Stopping We Heart Seattle
On March 17, some parents from John Stanford International School (JSIS) staged a protest on the overpass of 45th St. over I-5. They wanted a camp of unhoused people near the school to be cleared out immediately.
The WA Dept. of Transportation had made it clear to JSIS parents that they were already emptying the camp by moving residents of the camp into transitional housing. The protesters wanted the camp to be swept immediately, which would interrupt the housing process and disperse the residents to continue being unhoused.
Many other JSIS parents did not support this protest.

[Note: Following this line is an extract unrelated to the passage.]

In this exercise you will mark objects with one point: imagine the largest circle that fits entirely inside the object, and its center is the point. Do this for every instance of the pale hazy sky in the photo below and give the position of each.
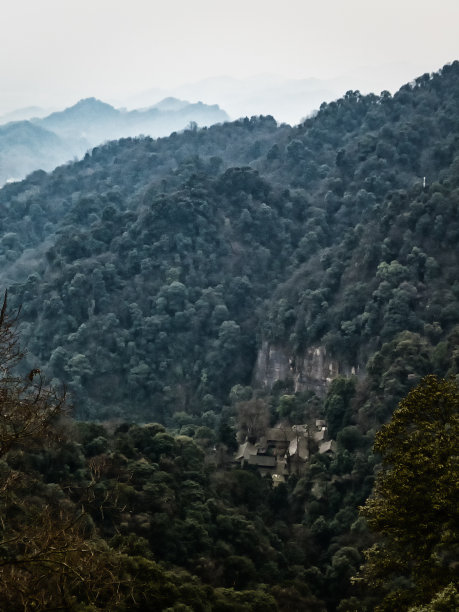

We Heart Seattle decided to join the protest and visit the camp, in solidarity with the parents’ demand that the process of housing should be stopped by dispersing the residents and keeping them homeless.
We Heart Seattle and their director Andrea Suarez have a long history of lying, stealing, destroying possessions, bullying and abusing unhoused people all over Seattle. They most commonly lie about having consent from unhoused people, some of whom they have bullied or tried to bribe, some of whom they haven’t asked at all.
Most of these abuses go undocumented. On this day, there were witnesses.
On that morning, We Heart Seattle first came to the overpass protest itself and tried to enter a different camp near the overpass. Some mutual aid volunteers were there, hoping to prevent any harm to the residents of those tents. When the volunteers stopped WHS, Andrea Suarez said that she had been “doing outreach” at the camp and knew residents there. But no residents of the camp confirmed this, and when asked, Andrea Suarez could not name a single resident there.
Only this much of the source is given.